# Snow Camo for Blind--What Would You Do?



## Leo Porcello (Jul 10, 2003)

After my butt wipe blind experiance I realized I needed to get some snow camo for my Exterminator. If you had the funds what would you do?

1. Just buy the snow covers for $100

2. Just by another layout blind for $199.

I think prefer just getting the blind so I don't have to keep putting the cover on and off. But if if the blind gets all dirty the cover would be easier to clean especially if is really cold out. What do you all think?


----------



## mallardhunter (May 15, 2004)

I was thinking about buying some snow materal and put valcrow strips on my bling the take is off when I need to. You would have to cut the material, but I think it would work great.


----------



## craigers (Dec 16, 2004)

Why not just go with the snow spray that comes in the cans for a few bucks at walmart?


----------



## GooseBuster3 (Mar 1, 2002)

Snow spray, 97 cents a can. Think about


----------



## FACE (Mar 10, 2003)

Go with the snow spray!! It blends in so well with real snow you cannot tell the difference where they blend together. On word of advice is to carry several cans and keep them warm! I generally keep a few in the truck to stay warm while spraying my blind and it comes off easily.


----------



## fishunt (Jan 24, 2004)

how about white bed sheets that will works and keep ur blind clean haha I did last year my son cover and I cover and I got geese and I dont have a blind hahahaha beleive me it is works.. I always do odd things and it works I save money


----------



## Burly1 (Sep 20, 2003)

Well hell, if it is works, it is works!

Chop, I still think the butt-wipe blind is going to be hard to beat for the price! Burl :lol:


----------



## Leo Porcello (Jul 10, 2003)

I have been using the snow spray. Just looking at alternative things.

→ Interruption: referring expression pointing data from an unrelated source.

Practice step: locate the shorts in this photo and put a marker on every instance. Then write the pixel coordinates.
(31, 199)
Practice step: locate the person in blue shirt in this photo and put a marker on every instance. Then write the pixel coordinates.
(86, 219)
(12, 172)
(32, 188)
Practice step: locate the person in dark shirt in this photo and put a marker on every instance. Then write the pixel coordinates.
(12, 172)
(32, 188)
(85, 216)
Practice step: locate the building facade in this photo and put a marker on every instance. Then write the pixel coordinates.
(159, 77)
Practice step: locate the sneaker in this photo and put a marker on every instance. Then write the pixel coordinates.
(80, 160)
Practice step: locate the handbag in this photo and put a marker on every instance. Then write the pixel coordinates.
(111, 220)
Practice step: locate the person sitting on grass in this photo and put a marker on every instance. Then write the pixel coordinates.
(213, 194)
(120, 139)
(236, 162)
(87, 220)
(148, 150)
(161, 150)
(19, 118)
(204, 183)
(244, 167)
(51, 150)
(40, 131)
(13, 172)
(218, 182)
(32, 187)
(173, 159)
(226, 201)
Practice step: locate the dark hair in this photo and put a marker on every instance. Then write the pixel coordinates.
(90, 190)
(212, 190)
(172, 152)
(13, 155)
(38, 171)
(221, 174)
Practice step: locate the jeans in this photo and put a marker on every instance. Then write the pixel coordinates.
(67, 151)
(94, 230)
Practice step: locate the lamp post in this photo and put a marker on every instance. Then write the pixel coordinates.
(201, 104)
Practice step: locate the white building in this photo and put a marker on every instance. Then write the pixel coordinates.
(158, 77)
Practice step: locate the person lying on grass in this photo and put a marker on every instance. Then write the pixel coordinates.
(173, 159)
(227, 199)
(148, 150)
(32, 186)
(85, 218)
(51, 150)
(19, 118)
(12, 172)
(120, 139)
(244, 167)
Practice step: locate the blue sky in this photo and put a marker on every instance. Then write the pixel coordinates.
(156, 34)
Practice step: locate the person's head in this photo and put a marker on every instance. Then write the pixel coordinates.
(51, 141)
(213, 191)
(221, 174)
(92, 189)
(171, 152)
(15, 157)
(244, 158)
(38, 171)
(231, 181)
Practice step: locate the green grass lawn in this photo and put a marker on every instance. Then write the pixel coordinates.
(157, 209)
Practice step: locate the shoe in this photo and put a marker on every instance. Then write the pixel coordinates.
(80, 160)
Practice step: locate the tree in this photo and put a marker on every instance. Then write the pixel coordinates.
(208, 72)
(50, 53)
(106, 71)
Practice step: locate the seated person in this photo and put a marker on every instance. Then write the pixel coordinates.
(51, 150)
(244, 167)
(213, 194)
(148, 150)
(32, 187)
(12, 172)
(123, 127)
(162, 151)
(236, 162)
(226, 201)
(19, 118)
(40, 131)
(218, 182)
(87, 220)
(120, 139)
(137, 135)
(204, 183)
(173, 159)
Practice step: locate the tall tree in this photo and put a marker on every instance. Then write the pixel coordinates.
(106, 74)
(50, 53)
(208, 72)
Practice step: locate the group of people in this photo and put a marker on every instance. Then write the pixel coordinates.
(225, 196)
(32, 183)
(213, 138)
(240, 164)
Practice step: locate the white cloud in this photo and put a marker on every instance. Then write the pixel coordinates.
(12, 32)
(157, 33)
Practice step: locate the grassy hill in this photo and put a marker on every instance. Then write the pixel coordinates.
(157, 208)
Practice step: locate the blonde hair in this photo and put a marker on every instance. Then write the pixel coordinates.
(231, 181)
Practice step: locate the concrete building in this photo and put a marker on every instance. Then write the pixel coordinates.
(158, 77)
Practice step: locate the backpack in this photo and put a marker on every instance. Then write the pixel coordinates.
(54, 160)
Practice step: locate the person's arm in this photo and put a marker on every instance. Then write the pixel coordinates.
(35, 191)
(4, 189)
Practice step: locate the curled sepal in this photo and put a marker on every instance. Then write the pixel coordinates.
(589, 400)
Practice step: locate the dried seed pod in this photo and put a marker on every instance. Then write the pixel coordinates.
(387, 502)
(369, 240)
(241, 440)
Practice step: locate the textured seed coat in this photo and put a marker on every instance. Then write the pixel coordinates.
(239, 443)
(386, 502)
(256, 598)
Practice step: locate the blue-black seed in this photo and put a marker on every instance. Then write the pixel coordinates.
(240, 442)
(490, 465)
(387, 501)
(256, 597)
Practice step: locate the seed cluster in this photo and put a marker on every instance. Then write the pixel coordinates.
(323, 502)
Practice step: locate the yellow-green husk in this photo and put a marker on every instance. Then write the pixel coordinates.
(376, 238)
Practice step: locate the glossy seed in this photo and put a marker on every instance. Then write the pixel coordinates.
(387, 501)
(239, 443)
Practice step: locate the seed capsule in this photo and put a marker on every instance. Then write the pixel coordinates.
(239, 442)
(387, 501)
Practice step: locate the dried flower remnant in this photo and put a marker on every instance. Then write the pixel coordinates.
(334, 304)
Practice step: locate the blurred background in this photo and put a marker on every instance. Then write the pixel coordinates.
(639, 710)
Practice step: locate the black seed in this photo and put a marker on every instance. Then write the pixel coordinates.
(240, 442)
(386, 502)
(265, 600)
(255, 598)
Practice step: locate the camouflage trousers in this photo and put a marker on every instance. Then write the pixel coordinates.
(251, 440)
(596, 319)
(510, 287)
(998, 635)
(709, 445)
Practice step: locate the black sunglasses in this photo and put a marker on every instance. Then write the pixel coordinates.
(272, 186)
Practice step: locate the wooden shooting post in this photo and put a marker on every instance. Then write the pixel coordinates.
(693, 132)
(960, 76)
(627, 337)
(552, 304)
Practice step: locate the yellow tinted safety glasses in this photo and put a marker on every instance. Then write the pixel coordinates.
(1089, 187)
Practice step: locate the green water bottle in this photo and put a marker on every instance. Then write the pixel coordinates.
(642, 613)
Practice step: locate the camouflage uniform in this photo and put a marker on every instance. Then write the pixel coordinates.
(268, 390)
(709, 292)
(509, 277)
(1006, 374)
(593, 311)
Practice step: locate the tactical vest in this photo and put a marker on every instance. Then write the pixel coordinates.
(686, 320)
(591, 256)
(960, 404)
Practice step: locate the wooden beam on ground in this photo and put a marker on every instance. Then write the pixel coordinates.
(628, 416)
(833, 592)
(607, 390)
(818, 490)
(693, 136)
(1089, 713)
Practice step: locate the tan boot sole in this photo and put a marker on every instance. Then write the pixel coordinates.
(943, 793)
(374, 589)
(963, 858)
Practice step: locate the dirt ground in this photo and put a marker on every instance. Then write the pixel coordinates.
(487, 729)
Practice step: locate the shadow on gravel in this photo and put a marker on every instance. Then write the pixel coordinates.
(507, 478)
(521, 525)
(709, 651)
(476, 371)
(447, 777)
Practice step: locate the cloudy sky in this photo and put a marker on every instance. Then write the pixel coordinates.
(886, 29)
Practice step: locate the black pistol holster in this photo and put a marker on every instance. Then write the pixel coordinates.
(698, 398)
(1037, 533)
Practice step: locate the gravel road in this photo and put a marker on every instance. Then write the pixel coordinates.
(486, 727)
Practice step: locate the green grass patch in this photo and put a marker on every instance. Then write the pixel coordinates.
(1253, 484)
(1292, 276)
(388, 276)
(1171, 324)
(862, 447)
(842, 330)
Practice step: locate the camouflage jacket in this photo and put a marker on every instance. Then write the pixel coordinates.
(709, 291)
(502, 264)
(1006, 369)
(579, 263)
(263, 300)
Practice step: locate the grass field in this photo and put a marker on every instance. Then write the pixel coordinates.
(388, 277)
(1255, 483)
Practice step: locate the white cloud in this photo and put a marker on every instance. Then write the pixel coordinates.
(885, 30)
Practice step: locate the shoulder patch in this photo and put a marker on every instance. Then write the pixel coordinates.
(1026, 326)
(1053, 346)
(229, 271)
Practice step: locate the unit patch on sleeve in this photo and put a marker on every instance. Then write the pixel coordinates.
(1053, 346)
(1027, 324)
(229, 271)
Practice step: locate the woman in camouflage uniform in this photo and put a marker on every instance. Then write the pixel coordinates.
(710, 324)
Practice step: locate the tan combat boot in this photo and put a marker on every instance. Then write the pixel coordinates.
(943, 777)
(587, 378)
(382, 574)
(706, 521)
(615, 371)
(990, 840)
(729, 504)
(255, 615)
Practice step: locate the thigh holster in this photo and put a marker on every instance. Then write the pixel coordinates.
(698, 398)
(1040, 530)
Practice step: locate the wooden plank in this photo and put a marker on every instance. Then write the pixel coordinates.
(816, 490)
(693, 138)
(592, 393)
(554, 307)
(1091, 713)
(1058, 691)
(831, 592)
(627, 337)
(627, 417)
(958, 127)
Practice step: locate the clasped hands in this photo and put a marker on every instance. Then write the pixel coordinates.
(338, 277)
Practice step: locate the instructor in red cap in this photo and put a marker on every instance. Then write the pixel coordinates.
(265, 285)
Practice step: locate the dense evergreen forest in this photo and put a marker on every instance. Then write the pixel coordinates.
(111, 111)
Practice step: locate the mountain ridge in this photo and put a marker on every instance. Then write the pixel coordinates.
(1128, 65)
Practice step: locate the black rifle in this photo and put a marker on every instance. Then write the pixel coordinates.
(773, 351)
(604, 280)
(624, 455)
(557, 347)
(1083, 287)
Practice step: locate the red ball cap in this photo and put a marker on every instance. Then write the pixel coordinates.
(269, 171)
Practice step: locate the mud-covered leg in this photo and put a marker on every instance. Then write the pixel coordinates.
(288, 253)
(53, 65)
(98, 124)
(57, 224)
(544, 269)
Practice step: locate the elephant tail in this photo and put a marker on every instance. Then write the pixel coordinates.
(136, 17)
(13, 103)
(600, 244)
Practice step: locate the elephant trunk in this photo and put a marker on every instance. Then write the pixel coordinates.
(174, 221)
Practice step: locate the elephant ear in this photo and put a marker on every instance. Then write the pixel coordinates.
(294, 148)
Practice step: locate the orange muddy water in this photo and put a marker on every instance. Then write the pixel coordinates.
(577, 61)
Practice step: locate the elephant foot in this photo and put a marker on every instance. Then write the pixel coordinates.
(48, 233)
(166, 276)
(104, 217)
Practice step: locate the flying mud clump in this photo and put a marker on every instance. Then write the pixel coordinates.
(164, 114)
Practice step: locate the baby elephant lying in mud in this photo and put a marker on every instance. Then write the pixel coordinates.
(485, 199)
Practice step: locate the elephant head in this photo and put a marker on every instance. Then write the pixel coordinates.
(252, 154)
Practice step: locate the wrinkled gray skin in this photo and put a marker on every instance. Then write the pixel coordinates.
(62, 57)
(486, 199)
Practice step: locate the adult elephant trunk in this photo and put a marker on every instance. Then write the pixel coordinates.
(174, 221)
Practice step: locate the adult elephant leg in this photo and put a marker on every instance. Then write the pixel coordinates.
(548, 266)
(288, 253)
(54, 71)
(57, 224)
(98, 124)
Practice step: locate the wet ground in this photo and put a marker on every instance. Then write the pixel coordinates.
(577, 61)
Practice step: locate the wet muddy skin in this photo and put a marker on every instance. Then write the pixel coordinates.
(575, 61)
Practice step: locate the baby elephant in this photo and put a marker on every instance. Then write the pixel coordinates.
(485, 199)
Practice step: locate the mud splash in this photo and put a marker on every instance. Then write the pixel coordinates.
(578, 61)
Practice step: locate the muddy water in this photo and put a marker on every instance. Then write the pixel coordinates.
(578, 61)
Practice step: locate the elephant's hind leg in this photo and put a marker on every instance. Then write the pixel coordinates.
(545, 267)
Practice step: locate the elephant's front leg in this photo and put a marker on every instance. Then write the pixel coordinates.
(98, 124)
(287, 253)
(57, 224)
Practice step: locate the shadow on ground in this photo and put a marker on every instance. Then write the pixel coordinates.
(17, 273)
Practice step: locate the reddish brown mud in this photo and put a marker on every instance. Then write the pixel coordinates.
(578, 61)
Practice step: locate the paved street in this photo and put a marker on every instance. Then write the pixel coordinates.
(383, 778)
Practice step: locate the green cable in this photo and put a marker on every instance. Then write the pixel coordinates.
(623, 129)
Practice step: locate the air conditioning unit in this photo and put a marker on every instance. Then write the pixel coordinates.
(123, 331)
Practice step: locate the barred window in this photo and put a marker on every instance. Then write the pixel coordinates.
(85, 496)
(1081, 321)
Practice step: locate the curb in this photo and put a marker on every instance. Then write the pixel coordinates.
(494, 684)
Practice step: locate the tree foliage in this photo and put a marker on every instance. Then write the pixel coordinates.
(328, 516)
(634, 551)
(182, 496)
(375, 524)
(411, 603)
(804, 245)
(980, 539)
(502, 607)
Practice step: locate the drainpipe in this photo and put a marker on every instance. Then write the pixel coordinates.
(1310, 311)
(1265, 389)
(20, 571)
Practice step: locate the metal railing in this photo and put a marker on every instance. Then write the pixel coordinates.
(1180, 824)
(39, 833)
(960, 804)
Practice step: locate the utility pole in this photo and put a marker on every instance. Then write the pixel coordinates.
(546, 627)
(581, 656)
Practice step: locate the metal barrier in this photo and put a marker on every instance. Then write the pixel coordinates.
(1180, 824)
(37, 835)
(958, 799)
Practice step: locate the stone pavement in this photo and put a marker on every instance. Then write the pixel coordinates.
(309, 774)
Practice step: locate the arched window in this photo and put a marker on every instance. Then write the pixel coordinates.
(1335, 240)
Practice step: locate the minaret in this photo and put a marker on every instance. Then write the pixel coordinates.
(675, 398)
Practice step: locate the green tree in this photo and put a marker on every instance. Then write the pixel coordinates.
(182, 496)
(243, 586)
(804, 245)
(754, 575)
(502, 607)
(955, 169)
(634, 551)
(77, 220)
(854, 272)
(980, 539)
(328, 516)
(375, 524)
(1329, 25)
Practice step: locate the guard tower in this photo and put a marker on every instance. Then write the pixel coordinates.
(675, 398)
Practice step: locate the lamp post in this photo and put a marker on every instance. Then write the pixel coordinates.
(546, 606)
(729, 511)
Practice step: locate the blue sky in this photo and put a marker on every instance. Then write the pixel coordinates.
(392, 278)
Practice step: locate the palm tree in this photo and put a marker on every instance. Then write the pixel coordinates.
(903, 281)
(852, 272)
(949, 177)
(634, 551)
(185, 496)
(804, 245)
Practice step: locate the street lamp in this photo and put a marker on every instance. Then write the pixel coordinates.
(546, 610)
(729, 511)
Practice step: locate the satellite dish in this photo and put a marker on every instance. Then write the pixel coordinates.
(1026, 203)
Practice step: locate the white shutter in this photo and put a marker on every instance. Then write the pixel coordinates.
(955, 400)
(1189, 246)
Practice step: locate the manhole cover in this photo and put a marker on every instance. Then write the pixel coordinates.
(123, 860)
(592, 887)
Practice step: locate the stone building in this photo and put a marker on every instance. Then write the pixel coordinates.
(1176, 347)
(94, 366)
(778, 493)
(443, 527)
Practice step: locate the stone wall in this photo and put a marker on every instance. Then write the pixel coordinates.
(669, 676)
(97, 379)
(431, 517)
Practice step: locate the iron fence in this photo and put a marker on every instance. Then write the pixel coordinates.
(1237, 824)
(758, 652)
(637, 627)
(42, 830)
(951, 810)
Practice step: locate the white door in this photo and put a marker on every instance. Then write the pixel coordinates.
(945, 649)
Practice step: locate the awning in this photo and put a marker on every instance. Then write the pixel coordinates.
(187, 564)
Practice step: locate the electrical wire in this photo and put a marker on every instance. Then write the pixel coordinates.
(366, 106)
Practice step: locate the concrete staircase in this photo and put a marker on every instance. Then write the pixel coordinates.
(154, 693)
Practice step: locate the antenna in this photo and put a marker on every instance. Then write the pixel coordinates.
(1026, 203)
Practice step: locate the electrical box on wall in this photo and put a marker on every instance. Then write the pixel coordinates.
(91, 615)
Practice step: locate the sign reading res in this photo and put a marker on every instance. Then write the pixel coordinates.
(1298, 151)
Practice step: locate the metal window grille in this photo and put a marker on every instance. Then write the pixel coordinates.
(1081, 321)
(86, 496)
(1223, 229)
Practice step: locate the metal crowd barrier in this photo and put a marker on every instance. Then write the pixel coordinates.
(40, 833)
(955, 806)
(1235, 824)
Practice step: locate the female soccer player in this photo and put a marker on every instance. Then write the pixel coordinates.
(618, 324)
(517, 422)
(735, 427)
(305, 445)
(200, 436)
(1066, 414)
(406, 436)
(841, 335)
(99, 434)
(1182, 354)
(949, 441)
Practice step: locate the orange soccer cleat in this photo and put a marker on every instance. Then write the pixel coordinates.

I may go back to the butt wipe as my blind was never so soft and cushiney.


----------



## Matt Jones (Mar 6, 2002)

I bit the bullet and bought a migrator with a snow cover for my late season blind. I got a pretty good deal on it otherwise I would have just stuck with the snow spray. Cheap and effective.


----------



## fishunt (Jan 24, 2004)

make sure flat paint and no shinny for spray paint


----------



## Leo Porcello (Jul 10, 2003)

Its not paint. Its the Christmas Snow in a can that you put on windows. It matches real snow to a "T" and washes off pretty easily. Also if you spray it on, rub it off a bit, it will turn a grey color and blends in with frosted fields. As Stoeger would say "Its the cat's @ss"


----------



## fishunt (Jan 24, 2004)

ohh I got it yeah pretty easy and good thinking hahaha


----------